You might be wondering how the Philippines could have it’s own version of corned beef. Well, believe it or not, we do! But as with most Pinoy things, it’s a result of brilliance and colonialism. Leave it Filipinos to find a way to take two completely different things, combine them together, and make it our own.
Whenever I would come back to the States I was always so confused when I ordered something and it would taste really, really, different from what I expected. Corned beef was one of those things. We are all familiar with Irish-American corned beef, usually served with cabbage or as a deli sandwich. So how does Pinoy corned beef differ?
Well for one, corned beef is usually eaten during breakfast, and if it’s eaten silog style it’s called cornsilog. Corny no? Sorry, couldn’t resist. It was imported to the Philippines by the Americans during occupation, and it’s something that stuck to us like spaghetti and ice cream. Our spin on the Irish-American classic is by cooking it sofritos style, a technique popular in Spanish cuisine. This mean we add in garlic, onion, and tomatoes.
Is it groundbreaking? No.
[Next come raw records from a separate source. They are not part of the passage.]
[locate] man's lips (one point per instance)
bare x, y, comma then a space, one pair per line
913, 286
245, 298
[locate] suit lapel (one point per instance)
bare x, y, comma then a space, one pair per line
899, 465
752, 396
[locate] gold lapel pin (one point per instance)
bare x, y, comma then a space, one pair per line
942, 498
But you don’t see a whole lot of American households eating canned corned beef anymore. However, not all brands are created equally. There are numerous brands available but my personal favorite is the one imported from New Zealand by Palm. It is a little pricier but it’s good quality canned meat. I can’t believe I just typed that.
During the 2008 FIFA World Cup, we would stay up really late to watch live matches. Or we would take a nap and wake up in time, because the matches took place around 3 or 4 a.m. UTC. One time I was at Mica’s house to watch a game and she made corned beef for a late night/early breakfast snack. Ever since that night I’ve always made my corned beef the same way, by adding Worcestershire sauce and Tabasco.